By the definition of the integral of an indicator function and the definition of the pushforward measure,
\begin{align*}
\int_Y \mathbb 1_B(y)\,d(T_{\#}\mu)(y)=(T_{\#}\mu)(B)=\mu(T^{-1}(B))=\int_X \mathbb 1_{T^{-1}(B)}(x)\,d\mu(x).
\end{align*}
Since $\mathbb 1_{T^{-1}(B)}(x)=\mathbb 1_B(T(x))$ for every $x\in X$, this gives
\begin{align*}
\int_Y \mathbb 1_B(y)\,d(T_{\#}\mu)(y)=\int_X \mathbb 1_B(T(x))\,d\mu(x).
\end{align*}
[/step]
[step:Extend the identity to nonnegative simple functions by finite linearity]

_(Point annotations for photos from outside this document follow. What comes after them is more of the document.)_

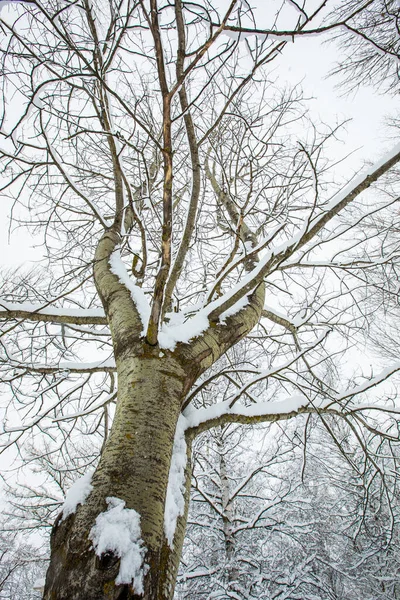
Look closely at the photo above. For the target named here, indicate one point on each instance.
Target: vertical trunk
(227, 515)
(134, 467)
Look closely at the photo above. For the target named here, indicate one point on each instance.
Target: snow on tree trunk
(134, 468)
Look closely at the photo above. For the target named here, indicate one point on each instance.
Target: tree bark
(134, 467)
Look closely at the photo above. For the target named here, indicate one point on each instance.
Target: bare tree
(181, 198)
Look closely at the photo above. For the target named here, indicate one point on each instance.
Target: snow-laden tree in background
(185, 204)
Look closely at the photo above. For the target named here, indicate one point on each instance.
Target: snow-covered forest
(199, 378)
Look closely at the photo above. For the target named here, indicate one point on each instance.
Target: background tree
(136, 145)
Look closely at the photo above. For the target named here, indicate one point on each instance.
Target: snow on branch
(99, 366)
(138, 296)
(117, 530)
(275, 256)
(34, 312)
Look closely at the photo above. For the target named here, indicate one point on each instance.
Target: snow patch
(77, 494)
(137, 294)
(175, 500)
(117, 530)
(179, 331)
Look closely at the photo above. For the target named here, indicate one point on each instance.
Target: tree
(152, 138)
(299, 524)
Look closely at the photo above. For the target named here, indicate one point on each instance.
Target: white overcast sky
(307, 62)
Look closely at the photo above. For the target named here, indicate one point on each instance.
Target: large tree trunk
(134, 467)
(135, 463)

Let $s:Y\to[0,\infty)$ be a nonnegative $\mathcal B$-measurable [simple function](/page/Simple%20Function). Choose a positive integer $m$, coefficients $a_1,\dots,a_m\in[0,\infty)$, and measurable sets $B_1,\dots,B_m\in\mathcal B$ such that
\begin{align*}
s=\sum_{k=1}^{m} a_k\mathbb 1_{B_k}.
\end{align*}
Then $s\circ T:X\to[0,\infty)$ is the nonnegative simple function
\begin{align*}
s\circ T=\sum_{k=1}^{m} a_k\mathbb 1_{T^{-1}(B_k)}.
\end{align*}
Using finite additivity and homogeneity of the nonnegative simple-function integral, together with the indicator-function case proved above, we obtain
\begin{align*}
\int_Y s(y)\,d(T_{\#}\mu)(y)=\sum_{k=1}^{m}a_k(T_{\#}\mu)(B_k).
\end{align*}
By the definition of $T_{\#}\mu$,
\begin{align*}
\sum_{k=1}^{m}a_k(T_{\#}\mu)(B_k)=\sum_{k=1}^{m}a_k\mu(T^{-1}(B_k)).
\end{align*}
Using the definition of the simple-function integral on $X$,
\begin{align*}
\sum_{k=1}^{m}a_k\mu(T^{-1}(B_k))=\int_X s(T(x))\,d\mu(x).
\end{align*}
Therefore
\begin{align*}
\int_Y s(y)\,d(T_{\#}\mu)(y)=\int_X s(T(x))\,d\mu(x).
\end{align*}
[/step]
[step:Pass from simple functions to nonnegative measurable functions by monotone convergence]
Let $f:Y\to[0,\infty]$ be $\mathcal B$-measurable. Since $T:X\to Y$ is $\mathcal A/\mathcal B$-measurable, the composition $f\circ T:X\to[0,\infty]$, defined by $(f\circ T)(x)=f(T(x))$, is $\mathcal A$-measurable.
By the standard simple-function approximation theorem for nonnegative [measurable functions](/page/Measurable%20Functions), there exists a sequence $(s_n)_{n\geq 1}$ of nonnegative $\mathcal B$-measurable simple functions $s_n:Y\to[0,\infty)$ such that $s_n(y)\uparrow f(y)$ for every $y\in Y$. For each integer $n\geq 1$, the simple-function case gives
\begin{align*}
\int_Y s_n(y)\,d(T_{\#}\mu)(y)=\int_X s_n(T(x))\,d\mu(x).
\end{align*}
Moreover $s_n\circ T:X\to[0,\infty)$ is measurable and satisfies $s_n(T(x))\uparrow f(T(x))$ for every $x\in X$.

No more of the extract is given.